Creating Inviting Spaces: The Playroom
This multi-functional space serves several purposes: playroom, media room, guest bedroom and homework space, all the while maintaining a sophisticated feel. Brittany Atkinson, director of interiors for Williams & Dean Architecture and Interior Design, spilled the beans on how the chic space came to be and how someone might create a similar vibe and room in their own home.
What specifically did the client want out of this room?
The client approached our firm to do an addition to their house, but they wanted to be careful that it didn’t feel like an addition and it flowed pretty easily ... They wanted it to be an adult space but also a place for the kids to play. In addition, they had maxed out their bedrooms for their children so they needed this to serve as a guest space. That’s something you don’t even really pick up from these pictures because it’s somewhat hidden, but the sectional is actually a pull-out sofa and that up and over detail on the left side is a door that opens for a wardrobe. It’s definitely multi-purpose.

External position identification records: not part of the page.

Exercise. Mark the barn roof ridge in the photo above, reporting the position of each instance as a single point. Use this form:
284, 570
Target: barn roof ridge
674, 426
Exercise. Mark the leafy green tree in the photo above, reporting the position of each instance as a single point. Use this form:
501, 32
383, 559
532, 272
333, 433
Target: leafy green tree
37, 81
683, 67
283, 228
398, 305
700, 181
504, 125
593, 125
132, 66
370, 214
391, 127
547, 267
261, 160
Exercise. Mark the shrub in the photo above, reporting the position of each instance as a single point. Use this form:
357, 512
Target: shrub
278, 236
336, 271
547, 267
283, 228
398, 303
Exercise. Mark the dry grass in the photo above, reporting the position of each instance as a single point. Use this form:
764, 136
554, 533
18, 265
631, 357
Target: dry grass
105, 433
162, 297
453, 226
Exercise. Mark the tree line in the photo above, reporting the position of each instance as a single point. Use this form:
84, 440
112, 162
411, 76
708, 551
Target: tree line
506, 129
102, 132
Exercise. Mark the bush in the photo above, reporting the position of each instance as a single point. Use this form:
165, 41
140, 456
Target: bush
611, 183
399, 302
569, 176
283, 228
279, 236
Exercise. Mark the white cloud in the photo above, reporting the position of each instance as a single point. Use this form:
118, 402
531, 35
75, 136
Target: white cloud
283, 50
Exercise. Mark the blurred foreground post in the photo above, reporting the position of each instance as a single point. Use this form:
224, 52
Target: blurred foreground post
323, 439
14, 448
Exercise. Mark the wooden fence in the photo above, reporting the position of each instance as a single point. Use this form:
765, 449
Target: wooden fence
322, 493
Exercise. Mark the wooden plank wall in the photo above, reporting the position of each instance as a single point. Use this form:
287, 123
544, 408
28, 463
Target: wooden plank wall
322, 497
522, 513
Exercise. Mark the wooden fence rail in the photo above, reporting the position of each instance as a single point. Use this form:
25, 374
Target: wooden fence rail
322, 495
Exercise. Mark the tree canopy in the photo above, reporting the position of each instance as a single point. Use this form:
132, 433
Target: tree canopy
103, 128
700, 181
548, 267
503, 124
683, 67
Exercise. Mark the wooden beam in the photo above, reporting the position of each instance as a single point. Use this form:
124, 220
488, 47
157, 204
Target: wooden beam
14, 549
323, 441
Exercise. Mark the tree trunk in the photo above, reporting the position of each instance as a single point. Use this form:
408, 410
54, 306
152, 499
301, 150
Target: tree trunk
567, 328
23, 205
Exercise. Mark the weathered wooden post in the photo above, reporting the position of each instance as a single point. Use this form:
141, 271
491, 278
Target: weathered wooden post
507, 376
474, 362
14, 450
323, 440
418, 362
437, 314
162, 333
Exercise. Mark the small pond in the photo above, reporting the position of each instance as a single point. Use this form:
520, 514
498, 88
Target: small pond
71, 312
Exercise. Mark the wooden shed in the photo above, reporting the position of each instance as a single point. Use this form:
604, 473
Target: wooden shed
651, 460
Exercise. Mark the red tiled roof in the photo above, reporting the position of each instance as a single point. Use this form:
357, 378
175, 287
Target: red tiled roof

How did you create a space that's comfortable and inviting for both kids and adults?
Sometimes you’ll think big pieces of furniture can overwhelm, but we went with a minimal amount of furniture because we know that toys can take over and there’s enough stuff going on with toys. We left everything kind of simple and did built-in desks on the side for them to play and do homework as they grow and then a large sectional that they could all get on … Keeping it really simple, keeping floorspace open. The floor was pretty patterned and interesting so we wanted to show that off.
How did you select the colors and what are good ways to implement pops of color in a room?

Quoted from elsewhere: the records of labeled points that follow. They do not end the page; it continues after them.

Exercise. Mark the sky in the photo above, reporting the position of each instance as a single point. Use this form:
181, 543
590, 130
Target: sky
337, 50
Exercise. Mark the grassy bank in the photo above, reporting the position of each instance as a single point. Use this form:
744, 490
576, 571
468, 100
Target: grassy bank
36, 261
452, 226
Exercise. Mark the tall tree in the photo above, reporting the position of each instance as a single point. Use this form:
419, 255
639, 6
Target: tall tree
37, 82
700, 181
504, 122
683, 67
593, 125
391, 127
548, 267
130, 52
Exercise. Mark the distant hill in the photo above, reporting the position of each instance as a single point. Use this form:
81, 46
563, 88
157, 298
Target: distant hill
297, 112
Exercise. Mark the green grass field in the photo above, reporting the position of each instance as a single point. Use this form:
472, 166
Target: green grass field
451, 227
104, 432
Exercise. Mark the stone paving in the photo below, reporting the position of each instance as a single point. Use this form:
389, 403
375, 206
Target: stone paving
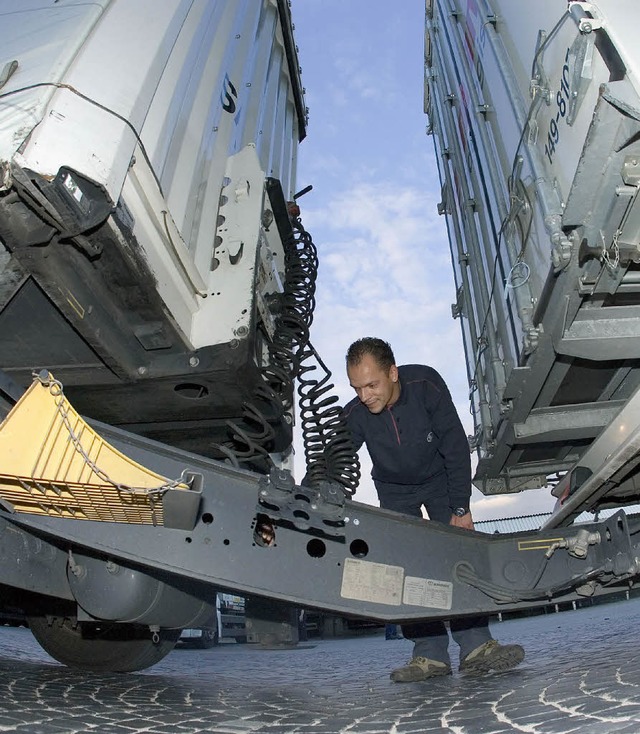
581, 674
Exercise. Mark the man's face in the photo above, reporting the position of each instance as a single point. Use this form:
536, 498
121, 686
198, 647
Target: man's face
375, 387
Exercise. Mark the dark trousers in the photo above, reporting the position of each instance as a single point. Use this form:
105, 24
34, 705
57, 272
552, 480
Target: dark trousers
431, 639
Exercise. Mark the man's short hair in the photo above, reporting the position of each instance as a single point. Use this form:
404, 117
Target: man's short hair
379, 349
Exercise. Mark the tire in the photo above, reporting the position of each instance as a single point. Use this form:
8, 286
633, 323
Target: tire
116, 648
208, 639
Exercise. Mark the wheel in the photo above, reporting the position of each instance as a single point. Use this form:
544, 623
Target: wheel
117, 648
208, 639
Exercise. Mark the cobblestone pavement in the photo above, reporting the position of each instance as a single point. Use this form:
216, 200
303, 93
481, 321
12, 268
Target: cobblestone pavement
581, 674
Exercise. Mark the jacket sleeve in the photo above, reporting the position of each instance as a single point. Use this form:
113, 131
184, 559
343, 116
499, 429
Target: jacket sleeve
454, 449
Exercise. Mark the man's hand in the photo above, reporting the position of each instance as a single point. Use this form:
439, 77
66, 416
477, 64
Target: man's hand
466, 521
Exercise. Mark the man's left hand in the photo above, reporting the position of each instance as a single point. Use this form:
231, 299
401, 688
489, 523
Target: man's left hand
466, 521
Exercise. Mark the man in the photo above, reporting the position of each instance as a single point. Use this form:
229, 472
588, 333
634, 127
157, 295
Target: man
420, 456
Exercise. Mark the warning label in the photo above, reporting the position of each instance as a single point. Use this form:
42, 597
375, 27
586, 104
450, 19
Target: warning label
427, 593
375, 582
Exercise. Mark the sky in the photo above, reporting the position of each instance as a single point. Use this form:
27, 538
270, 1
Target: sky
385, 267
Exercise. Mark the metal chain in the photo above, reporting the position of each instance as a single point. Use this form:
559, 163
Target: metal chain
56, 390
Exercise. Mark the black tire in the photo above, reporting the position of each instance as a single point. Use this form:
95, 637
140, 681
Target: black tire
116, 648
208, 639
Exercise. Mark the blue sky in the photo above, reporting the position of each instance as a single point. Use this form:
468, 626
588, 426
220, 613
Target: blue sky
385, 266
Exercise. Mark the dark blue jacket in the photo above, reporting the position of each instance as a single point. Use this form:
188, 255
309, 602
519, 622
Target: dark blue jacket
418, 438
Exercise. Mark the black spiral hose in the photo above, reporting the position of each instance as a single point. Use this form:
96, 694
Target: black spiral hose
329, 452
328, 448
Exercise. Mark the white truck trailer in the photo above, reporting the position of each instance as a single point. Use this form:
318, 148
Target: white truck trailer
535, 114
155, 274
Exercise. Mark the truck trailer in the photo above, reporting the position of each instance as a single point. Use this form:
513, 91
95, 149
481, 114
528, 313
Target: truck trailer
157, 292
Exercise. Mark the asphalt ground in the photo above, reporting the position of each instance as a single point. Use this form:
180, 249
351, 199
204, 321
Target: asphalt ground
581, 674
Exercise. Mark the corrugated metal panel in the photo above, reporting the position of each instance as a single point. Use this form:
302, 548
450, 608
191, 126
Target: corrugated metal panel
536, 121
534, 522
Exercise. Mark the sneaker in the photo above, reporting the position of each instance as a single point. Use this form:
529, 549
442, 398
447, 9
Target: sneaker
492, 656
419, 669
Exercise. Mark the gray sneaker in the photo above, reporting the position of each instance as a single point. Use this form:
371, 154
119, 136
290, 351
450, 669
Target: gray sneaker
419, 668
492, 656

In this instance it’s very accessible from the dining area and the kitchen. So what we did, and what you can do on any project, is pick one color and accent it in not too many locations because color obviously resonates. You look at this and immediately pick up that it’s purple but it’s really only in a couple places. You can consider selecting a color that will age well, too. One that’s really soft — like here it’s a soft kind of purple — or go really deep like a navy or other jewel tone that adds color but is also sophisticated. If you did it on items that can be changed out or replaced really easily — like curtains can be replaced easily; we did it on the cubbies but those can easily be repainted. You can also consider doing it as like a wall covering behind a desk.
What can you tell us about the flooring?
It’s actually commercial-grade carpet tile by Interface … We chose four different colors and one had a subtle textural pattern so it really served a lot as our pattern for the project. Since it’s commercial it has a rubber back it helps the stain not go through. You can also just replace it. You can pop up one tile and go clean it instead of having to move all your furniture and clean the whole room.

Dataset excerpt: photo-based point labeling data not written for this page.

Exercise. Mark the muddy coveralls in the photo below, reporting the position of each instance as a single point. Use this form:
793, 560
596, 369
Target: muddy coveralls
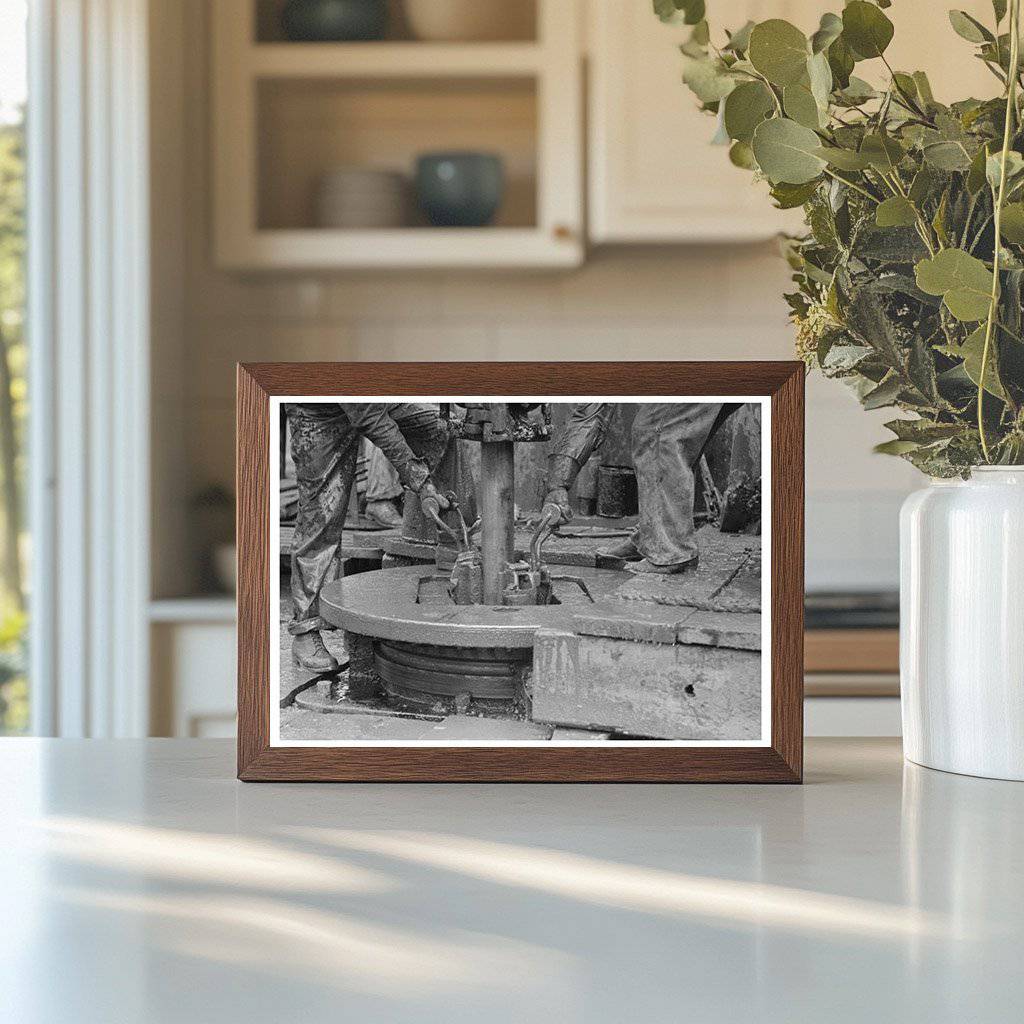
668, 441
325, 446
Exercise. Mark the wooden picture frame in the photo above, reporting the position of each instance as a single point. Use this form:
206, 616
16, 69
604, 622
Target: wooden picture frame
780, 757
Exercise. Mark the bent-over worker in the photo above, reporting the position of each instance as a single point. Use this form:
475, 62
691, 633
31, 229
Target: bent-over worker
325, 446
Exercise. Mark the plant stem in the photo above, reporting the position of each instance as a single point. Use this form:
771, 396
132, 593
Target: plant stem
852, 184
1015, 6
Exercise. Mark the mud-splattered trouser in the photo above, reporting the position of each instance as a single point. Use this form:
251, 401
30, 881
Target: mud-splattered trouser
325, 446
668, 441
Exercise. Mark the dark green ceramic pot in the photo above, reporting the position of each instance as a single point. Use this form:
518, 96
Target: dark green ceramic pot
334, 20
460, 189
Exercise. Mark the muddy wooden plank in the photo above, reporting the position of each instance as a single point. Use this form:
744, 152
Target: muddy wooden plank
631, 621
721, 629
297, 723
578, 735
678, 691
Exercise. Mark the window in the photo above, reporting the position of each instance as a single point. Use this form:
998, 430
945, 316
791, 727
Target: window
13, 397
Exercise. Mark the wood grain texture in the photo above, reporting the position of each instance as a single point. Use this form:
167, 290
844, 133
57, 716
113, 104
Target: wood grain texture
852, 650
781, 762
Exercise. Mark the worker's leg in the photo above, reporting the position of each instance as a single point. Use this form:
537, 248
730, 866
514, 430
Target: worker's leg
668, 439
383, 487
324, 446
382, 478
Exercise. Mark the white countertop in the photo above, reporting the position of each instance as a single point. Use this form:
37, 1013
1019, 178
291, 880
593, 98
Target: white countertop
140, 882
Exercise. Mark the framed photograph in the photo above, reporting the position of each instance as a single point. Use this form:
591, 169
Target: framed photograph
520, 571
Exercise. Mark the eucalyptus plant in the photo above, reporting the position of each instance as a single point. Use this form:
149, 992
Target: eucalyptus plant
909, 281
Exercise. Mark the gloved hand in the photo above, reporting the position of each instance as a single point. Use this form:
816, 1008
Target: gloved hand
557, 500
432, 501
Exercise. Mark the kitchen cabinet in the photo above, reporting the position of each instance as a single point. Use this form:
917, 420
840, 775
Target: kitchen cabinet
288, 114
653, 175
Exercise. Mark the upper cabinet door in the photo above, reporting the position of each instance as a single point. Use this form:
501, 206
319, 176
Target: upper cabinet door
654, 175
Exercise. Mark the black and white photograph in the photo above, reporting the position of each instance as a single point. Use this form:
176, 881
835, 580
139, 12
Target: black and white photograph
524, 571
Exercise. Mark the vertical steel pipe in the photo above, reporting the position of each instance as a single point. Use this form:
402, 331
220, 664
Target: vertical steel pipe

What was the thought process behind the ceiling-height shelving unit?
So they knew they wanted to have storage right now for books and toys because right now their children are pretty young ... We wanted it to look like a big unit and the parents can still reach it. I don’t think people should be scared of having shelving go to the ceiling, you just know that part of it isn’t going to be accessed all the time. But it creates that element of scale and kind of continues the pattern. So don’t be scared to take things to the ceiling.